Christian faith, reason and science are all rooted in truth and need one another.  Perhaps the most apt point of departure to understand this is the opening of the Gospel of John, which speaks of Jesus as “the Word.” This is also translated as the incarnate “Logos,” who is the rational, ordering principle of the universe. Thus, our “faith presupposes reason [and] human reason loses nothing by opening itself to the content of faith,” affirmed Pope Benedict XVI. Rather, reason “enlightened by faith finds the strength to rise to knowledge of God and spiritual realities” (Angelus of January 28, 2007). And Pope Francis adds, “Faith encourages the scientist to remain constantly open to reality in all its inexhaustible richness. . . By stimulating wonder before the profound mystery of creation, faith broadens the horizons of reason to shed greater light on the world which discloses itself to scientific investigation” (Lumen Fidei, 34).

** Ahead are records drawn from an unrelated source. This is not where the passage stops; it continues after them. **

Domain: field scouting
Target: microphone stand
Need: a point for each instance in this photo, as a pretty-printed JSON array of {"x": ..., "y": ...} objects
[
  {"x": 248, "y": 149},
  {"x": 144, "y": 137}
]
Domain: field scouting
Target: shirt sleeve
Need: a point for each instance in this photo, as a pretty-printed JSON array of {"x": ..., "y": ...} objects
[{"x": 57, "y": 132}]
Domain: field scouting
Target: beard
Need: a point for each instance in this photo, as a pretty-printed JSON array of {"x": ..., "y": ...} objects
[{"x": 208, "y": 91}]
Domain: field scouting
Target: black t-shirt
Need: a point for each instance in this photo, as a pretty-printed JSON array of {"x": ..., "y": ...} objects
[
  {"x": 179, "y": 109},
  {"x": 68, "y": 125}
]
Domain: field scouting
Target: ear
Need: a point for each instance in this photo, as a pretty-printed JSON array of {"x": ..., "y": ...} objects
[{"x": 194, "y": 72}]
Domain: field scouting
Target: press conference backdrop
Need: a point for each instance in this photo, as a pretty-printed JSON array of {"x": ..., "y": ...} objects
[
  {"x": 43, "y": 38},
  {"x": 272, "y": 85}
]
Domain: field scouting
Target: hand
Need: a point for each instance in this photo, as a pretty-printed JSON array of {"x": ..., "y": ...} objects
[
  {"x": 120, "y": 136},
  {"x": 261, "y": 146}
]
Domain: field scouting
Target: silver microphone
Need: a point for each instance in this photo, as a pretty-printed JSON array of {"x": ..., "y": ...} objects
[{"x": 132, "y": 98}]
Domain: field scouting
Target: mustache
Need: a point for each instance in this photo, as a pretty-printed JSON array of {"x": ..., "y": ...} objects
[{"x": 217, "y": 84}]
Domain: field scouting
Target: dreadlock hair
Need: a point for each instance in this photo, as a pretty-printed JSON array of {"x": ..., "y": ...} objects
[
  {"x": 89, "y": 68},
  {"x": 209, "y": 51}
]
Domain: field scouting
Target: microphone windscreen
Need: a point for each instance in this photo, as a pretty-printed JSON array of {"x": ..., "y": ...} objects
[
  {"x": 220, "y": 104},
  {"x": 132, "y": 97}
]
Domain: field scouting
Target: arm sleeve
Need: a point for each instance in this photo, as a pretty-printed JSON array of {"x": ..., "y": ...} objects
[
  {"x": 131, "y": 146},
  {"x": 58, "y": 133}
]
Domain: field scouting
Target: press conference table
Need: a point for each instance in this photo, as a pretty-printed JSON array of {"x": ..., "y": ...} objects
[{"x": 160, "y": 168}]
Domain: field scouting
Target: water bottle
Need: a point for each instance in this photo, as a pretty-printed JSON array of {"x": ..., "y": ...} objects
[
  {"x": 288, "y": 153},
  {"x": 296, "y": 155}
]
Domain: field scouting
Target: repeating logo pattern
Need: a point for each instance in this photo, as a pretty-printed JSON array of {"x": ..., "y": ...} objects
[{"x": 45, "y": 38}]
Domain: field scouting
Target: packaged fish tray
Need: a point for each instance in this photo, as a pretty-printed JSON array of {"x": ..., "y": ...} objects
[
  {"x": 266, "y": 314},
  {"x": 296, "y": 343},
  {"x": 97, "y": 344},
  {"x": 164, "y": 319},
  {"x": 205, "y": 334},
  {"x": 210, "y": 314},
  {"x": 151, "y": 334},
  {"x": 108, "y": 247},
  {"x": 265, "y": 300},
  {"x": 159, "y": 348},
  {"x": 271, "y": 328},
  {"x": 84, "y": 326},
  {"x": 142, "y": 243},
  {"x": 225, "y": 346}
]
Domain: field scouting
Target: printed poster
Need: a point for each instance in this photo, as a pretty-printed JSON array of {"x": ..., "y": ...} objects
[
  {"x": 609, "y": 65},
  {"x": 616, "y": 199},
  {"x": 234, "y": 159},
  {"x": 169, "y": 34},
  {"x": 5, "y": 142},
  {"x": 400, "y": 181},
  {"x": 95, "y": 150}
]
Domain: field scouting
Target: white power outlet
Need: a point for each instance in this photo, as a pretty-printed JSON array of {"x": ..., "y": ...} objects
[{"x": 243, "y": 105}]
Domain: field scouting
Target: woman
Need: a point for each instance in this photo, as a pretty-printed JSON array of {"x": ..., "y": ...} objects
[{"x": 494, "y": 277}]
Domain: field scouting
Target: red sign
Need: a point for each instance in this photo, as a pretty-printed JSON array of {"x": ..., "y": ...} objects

Tending to consider only what is material and measurable, reason and science need this transcendence which faith opens for them.  As the Congregation for the Doctrine of the Faith further explained in a landmark document on bioethics issued thirty years ago this year: “Science and technology are valuable resources for man when placed at his service and when they promote his integral development for the benefit of all; but they cannot of themselves show the meaning of existence and of human progress. . . . Thus science and technology require, for their own intrinsic meaning, an unconditional respect for the fundamental criteria of the moral law: that is to say, they must be at the service of the human person, of his inalienable rights and his true and integral good according to the design and will of God” (Donum Vitae, 2).

Science by itself shows what we can do, but it does not answer the question of what we ought to do.  Thus, part of our task in the New Evangelization is fostering a culture which couples reason and science with a respect for revealed faith which speaks to the full truth of humanity and creation, and provides the transcendent ethical and moral direction to decide from all we can do, what we ought to do.

As Pope Francis counsels, “Any technical solution which science claims to offer will be powerless to solve the serious problems of our world if humanity loses its [faith] compass, if we lose sight of the great motivations which make it possible for us to live in harmony, to make sacrifices and to treat others well” (Laudato Si’, 199).